In der Zwischenzeit sind ähnliche Homunculi auch von unterschiedlichen Tieren erstellt worden. Sie zeigen, dass bei nichtmenschlichen Primaten bereits das Gesicht und die Mimik eine wichtige Rolle spielen. Beim Menschen kommt der Lautapparat und die Sprache dazu, demonstriert durch die Zunge auch in der menschlichen Linie. und nochmals die Greiffunktion und die Feinbeweglichkeit der Finger, demonstriert durch den übergroßen Greifarm mit den Fingern. Was wichtig werden sollte für den Menschen demonstrieren die Homunculi, indem herausgestellt wird, welche körperlichen Regionen des Menschen die umfangreichste neuronale Versorgung genießen.

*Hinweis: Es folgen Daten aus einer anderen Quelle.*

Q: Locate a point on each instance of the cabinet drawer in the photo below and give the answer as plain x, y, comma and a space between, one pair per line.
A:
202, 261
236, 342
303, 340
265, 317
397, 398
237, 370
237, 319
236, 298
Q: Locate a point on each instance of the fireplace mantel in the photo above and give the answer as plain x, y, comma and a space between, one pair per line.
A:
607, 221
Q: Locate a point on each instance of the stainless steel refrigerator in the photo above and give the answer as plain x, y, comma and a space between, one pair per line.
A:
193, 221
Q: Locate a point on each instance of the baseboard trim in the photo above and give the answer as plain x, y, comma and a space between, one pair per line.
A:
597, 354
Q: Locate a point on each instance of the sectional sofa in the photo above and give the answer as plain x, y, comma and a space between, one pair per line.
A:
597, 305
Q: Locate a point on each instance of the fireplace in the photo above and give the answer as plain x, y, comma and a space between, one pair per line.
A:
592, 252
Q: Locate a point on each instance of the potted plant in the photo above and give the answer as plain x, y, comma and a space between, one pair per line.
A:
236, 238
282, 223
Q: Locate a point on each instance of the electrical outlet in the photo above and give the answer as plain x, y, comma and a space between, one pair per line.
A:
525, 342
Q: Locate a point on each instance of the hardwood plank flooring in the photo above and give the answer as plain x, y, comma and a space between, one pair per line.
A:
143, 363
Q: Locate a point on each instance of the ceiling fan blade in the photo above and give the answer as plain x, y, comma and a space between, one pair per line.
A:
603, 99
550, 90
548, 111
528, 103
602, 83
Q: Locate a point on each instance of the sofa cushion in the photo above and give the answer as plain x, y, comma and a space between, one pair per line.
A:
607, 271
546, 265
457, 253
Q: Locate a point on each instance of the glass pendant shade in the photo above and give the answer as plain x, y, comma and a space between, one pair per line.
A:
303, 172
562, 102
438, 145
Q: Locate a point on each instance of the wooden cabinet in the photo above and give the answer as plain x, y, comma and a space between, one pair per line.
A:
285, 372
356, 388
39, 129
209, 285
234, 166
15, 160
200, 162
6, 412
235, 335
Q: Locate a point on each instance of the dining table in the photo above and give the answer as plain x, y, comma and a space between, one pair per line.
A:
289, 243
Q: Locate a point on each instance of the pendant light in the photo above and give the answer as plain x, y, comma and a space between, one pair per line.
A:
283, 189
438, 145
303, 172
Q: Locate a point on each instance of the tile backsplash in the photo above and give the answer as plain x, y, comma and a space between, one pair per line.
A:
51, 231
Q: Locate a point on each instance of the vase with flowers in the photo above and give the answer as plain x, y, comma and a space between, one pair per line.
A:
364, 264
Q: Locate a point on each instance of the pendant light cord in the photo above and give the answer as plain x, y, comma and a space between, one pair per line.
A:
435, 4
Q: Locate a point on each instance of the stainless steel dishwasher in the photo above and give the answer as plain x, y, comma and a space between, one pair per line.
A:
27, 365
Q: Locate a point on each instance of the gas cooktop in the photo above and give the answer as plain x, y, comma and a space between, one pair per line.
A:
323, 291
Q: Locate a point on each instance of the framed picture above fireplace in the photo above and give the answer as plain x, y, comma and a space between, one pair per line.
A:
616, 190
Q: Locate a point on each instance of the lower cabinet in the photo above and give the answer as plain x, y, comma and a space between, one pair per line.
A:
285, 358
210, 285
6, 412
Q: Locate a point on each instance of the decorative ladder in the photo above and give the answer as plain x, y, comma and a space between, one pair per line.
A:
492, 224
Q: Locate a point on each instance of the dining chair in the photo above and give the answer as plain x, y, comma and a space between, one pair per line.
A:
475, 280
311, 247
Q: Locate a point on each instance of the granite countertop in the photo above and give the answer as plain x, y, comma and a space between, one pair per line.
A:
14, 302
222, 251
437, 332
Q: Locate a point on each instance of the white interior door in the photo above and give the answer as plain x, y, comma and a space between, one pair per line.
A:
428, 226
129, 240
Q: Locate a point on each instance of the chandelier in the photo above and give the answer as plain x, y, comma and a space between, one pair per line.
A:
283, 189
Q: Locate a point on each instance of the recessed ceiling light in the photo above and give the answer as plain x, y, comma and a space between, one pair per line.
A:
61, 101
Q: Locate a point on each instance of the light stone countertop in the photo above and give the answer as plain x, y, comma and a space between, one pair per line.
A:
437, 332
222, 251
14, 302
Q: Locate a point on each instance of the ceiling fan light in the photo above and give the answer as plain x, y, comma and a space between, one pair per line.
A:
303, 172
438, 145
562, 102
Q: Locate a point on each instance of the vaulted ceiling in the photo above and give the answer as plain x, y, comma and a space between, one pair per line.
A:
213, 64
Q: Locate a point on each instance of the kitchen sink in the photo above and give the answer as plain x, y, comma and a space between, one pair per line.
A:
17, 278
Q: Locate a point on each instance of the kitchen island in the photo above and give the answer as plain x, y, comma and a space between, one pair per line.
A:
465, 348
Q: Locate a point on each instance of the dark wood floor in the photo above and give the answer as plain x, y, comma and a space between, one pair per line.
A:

Das Gehirn reflektiert nicht nur das biologische Gesetz von „Irritation und Reaktion“ als sensorisches Zentrum im Gyrus postzentralis und als motorisches Zentrum im Gyrus präzentralis. Es offenbart auch im cerebralen „Homunculus“ jene Organe, die für die menschliche Entwicklung wichtig werden sollten. Vor allem aber ist das Gehirn eine Lernmaschine, für die der Hirnforscher Calvin den Namen „Darwin-Maschine“27 schuf. Die von Charles Darwin beschriebene Evolution folgt einem Prinzip der Selektion: Darwins Evolution ist ein dialektischer Prozess zwischen Veränderung durch Mutation und Anpassung oder Ablehnung in einem gegebenen Umfeld. Selektiert werden jene Veränderungen, die sich in ein gegebenes Umfeld einfügen können. Tatsächlich arbeitet unser Gehirn nach einem ähnlichen Prinzip, indem es in Millisekunden jene Aufforderung selektiert, die unter vielen Möglichkeiten, am besten auf sinnliche Wahrnehmungen reagiert und einem biologischen Akteur Nutzen bringt. Schon wenige Jahre nach Darwins „On the origin of species“ stellt sich der amerikanische Psychologe William James diese Fragezit.n.27. Heute vertreten zahlreiche Neurobiologen diese Theorie der Selektion auch für das menschliche Gehirn und William H. Calvin prägt den Begriff „Darwin-Maschine Gehirn“. Voraussetzung eines selektiv arbeitenden Systems ist eine Vielzahl an Angeboten, aus welchen eines unter Berücksichtigung vieler ganz unterschiedlicher Angebote selektiert wird. Das menschliche Gehirn beschäftigt sich mit vielen Einflüssen. Sie machen eine Selektion nicht nur möglich, sondern notwendig.